Yesterday was Easter and I think it was the most normal day that we have had as a family yet. Even though we were unable to go to our relatives houses we took advantage of the holiday to actually spend time together in one room. This last month we have all been under the same roof, but always in separate rooms. We took the holiday as an excuse to be together in one room and enjoy eachothers company. We laughed a lot and enjoyed our time together. I do not think that we have ever connected so well as a family. I think this time being stuck in our houses is a really good time to take advantage of and grow closer as a family. I know i can work on that by coming out of my room more and I want to start doing that, so that is gonna be a new goal of mine. To come out of my room and start connecting with the rest of my family more.

4/14/20:
My positive happy go lucky mood is gone today. I have stayed in my room since yesterday morning and I have left only one time to feed the dog. My parents keep asking me to come out of my room and I just close the door saying that I have school work to do. This is not true. I finish all my work by twelve or one every day. I still do random projects in my room though to keep me busy. I have been painting a lot and I have gotten pretty good at it. My favorite painting that I have done so far has been a trippy Bart simpson that I painted for my boyfriend. It is very detailed and took almost 3 days to finish because I did not want to mess it up. My art is one project that I have been working on and taking a lot of time. I have also been selling my clothes online and have been doing photoshoots by myself to display and sell the clothes online. I have also decided to start another project. I want to create a collage wall on my bathroom door and i have been on pinterest a lot looking for inspiration and it has been very helpful.

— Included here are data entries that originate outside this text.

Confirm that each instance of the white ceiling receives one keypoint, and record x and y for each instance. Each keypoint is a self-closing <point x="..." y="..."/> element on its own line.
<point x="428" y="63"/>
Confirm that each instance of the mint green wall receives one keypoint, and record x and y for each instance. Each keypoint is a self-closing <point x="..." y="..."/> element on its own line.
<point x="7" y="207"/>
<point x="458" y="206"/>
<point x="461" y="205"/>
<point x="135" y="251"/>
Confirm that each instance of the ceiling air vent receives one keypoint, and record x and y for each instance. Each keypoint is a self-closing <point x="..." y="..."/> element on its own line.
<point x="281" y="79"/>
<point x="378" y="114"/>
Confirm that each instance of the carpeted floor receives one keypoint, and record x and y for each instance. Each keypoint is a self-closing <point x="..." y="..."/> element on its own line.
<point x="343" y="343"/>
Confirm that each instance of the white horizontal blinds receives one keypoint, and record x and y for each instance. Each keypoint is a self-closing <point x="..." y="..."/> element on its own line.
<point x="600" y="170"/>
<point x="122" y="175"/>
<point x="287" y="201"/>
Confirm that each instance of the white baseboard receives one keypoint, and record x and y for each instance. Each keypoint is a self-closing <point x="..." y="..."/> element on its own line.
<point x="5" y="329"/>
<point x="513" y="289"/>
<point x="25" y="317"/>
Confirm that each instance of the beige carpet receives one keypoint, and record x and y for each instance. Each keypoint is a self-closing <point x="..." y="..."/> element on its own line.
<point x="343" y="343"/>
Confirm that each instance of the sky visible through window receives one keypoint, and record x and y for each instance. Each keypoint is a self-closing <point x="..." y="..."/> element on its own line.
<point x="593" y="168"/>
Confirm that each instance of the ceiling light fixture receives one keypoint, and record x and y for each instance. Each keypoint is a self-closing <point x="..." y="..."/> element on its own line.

I know i try to do all of these things to keep me busy and distracted from what is going on in the world right now, but it only helps so much. When I lay in bed at night i sit there thinking about how much I miss everyone. I miss my best friends. We have such a close group and they are my family. It is so hard not to be around them all the time because they are such an important part of my life. They understand me better than my parents and brothers. They know the real me because i can be myself around them. I miss them so much and being apart from them so long is painful.

4/17/20:
It is finally Friday. This week has felt so excruciatingly long. It was a very painful week. My mom’s side of the family still lives where I grew up, on the southside of Chicago. Almost all of them were diagnosed with the disease that we have been hiding ourselves from. Covid-19. This whole experience has been so scary and so sad all at once. I am so extremely sad from not being able to see my friends and my mental health is very shaky these days. It is also very scary because as sad as you are and you want to see your friends you are more concerned with your health and the health of others around you. It's a tough situation, but we have to put our physical health above all and stay home. I have definitely struggled a lot with this and working on my self control to not lie to my parents and go see at least one person. I haven’t had a hug in over a month. Not even from my family. To stay happy doctors recommend around five hugs a day. If I haven't had a single hug in the past month that is five times thirty. I need to make up for at least one hundred and fifty hugs. This is me trying to stay positive because when we finally conquer this, it will feel great. To finally be able to see the people you love and mean so much to you. That is what is really getting me through this lockdown, hope.